BY GAREN YEGPARIAN
I guess the hurly-burly’s done and the battle lost and won, but who noticed? What came in roaring like it might shake Asia Minor to its political core actually transpired with little more than a whimper. Maybe this is why the LATimes mislabled its “World in Brief” coverage of Abdullah Gul’s election as Turkey’s president under the header “Afghanistan.”
Well, I guess the burly could be applicable, since that’s how Gul’s physique has been described. He may yet need it despite getting in with 339 votes out of 550. The secularists and military, with their pre- and post-election warnings have made clear they’ll be watching him like hawks, or perhaps in this case more like vultures or hyenas. But all the fears of intervention by Turkey’s military, their ominous pronouncemen’s, and the hundreds of thousands of secularist protesters amounted to naught.

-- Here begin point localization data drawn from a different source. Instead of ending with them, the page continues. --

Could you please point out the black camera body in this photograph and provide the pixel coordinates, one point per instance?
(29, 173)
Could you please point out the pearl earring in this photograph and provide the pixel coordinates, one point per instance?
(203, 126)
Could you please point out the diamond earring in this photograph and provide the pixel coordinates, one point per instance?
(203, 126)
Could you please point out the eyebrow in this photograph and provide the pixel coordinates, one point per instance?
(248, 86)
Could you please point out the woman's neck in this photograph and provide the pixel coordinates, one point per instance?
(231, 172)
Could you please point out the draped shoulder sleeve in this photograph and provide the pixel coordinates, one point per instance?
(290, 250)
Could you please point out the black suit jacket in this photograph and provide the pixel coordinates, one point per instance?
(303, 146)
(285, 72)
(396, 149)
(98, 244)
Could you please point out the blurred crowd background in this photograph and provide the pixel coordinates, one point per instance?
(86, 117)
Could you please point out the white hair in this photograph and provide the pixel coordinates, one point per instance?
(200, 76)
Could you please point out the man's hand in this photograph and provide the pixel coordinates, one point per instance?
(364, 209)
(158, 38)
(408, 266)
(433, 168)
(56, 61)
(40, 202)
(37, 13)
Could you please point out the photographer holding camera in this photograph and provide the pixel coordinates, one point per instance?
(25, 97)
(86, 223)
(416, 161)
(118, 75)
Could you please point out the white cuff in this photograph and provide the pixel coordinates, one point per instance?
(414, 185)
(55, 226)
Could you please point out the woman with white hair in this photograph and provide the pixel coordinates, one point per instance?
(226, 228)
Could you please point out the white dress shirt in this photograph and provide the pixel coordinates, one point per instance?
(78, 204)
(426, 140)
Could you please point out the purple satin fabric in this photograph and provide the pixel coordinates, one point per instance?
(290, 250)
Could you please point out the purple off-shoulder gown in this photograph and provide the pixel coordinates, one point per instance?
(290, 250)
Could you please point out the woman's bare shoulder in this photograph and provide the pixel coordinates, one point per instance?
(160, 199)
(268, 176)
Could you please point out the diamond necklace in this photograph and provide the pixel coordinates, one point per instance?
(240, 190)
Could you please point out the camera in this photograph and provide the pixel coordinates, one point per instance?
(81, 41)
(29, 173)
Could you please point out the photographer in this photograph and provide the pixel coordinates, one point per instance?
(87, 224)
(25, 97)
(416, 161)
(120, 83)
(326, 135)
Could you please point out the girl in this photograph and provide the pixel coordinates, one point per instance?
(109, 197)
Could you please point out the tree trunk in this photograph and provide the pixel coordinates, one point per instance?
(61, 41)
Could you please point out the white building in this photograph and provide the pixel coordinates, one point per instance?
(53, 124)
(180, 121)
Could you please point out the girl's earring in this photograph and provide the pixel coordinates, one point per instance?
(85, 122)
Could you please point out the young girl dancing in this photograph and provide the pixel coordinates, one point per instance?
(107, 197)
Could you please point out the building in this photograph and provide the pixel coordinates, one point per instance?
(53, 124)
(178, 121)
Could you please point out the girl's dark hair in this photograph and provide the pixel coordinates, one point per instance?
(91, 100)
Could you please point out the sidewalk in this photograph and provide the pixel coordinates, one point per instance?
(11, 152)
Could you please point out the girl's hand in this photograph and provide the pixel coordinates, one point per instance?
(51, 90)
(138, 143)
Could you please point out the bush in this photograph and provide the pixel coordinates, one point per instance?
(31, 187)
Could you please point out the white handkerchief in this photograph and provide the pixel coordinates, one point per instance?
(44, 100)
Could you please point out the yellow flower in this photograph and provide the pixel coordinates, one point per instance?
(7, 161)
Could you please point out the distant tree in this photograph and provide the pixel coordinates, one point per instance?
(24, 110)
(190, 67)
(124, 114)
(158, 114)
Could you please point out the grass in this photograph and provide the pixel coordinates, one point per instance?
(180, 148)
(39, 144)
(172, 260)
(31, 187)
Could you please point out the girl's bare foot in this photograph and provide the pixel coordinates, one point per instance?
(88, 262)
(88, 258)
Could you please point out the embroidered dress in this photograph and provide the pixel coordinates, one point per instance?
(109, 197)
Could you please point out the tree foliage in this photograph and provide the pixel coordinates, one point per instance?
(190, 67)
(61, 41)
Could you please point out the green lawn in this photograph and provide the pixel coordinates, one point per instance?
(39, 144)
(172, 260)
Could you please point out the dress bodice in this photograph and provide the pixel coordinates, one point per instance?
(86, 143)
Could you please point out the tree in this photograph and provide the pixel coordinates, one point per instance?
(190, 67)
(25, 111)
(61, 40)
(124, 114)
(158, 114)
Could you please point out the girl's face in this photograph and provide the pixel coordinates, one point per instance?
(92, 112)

Gul’s former party, the AKP, (officially, as president) he no longer belongs to it, has progressed. It has been performing well on the economic and international front. It is well organized and sees to people’s needs. It has not become tainted by scandal as most of Turkey’s other political sectors are. So, it gets the votes. It calls early parliamentary elections as a result of the earlier, unsuccessful effort to elect Gul president, and by all accounts, emerges even stronger. The pashas (as the military is often referred to) must be fuming, their medals about to melt.
Was this much ado about nothing? All that ink and all those pixels were expended on news and commentary leading up to the election, and then, barely any reporting of the result. After all, the Turkish presidency, unlike the American and French ones, is largely ceremonial and impotent. And, Gul was kissing up to the pashas as soon as he had a chance. Only time will tell. This may be another indication, like the nano-opening regarding the Armenian Genocide, that Turkey really is changing. However, in his memoirs, Roupen Der Minasian tells of Armenian villagers, when referring to Turks and Kurds, saying “sokheen caghtsruh chga”– “there’s no such thing as a sweet onion”.

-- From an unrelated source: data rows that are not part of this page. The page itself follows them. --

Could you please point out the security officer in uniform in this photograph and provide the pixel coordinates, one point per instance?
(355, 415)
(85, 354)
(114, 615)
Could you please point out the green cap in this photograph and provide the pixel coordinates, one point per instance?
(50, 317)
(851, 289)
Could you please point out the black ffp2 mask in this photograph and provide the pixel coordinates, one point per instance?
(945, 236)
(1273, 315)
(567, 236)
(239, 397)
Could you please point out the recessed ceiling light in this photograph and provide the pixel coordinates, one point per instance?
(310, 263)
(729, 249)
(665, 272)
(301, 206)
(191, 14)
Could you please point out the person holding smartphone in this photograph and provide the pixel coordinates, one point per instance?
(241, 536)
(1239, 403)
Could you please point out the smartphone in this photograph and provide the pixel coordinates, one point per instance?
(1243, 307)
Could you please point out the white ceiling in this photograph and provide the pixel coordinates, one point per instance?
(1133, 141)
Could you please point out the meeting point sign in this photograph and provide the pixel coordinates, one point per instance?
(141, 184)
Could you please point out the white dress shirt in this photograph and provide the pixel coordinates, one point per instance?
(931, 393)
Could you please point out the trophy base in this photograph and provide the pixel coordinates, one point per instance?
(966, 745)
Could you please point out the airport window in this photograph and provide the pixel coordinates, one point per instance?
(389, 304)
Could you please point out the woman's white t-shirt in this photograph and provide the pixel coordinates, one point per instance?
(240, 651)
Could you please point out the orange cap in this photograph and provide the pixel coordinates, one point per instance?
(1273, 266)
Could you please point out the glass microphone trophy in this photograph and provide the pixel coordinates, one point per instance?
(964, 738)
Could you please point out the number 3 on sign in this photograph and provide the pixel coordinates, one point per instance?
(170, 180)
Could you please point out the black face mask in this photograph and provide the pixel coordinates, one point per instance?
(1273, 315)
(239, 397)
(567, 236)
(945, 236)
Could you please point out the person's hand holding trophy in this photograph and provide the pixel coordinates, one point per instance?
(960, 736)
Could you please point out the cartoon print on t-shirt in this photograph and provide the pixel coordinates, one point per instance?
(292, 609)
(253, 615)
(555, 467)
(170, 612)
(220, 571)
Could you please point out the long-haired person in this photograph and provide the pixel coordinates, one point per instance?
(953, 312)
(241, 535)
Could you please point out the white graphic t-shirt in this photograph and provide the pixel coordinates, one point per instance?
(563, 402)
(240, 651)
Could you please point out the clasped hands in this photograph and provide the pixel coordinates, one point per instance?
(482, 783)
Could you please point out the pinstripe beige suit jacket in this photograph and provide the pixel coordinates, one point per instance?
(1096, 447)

From an Armenian point of view, more interesting than whom Gul will appoint as judges and what laws he might not veto (this is the bogeyman lofted by the secularists– that the AKP will now enact an Islamist legislative agenda), is what he might do regarding the Genocide. As I recall, Prime Minister Erdogan, the real power in the AKP, made supportive noises regarding holding the Genocide conference in Turkish-renamed Constantinople two years ago. I can’t help but wonder if the office of the presidency might not be used to float trial balloons of “solutions”, be they sneaky or sincere, to Turkey’s Genocide “problem”. Maybe he’ll be used for some quiet diplomacy. Certainly, we can’t expect anything new from him regarding relations with Armenia or the Diaspora, nor the (ill) treatment of Armenia’s and other minorities in Turkey, it’s just not part of his job description.
Perhaps more important in all this was the restoration of a Kurdish presence in Parliament. Also interesting would be to learn how much the AKP has used the example of religion-driven politics in the U.S. Have there been any direct contacts? If so, that would be really worrisome.
Let’s watch this guy. Let’s watch Turkey. And let’s do it more intently and thoroughly than we ever have, and particularly more than the last two decades during which our focus has shifted a bit too much to the needs of Eastern Armenia. It’s long past time to restore a balanced approach to our efforts regarding our homeland, all of it.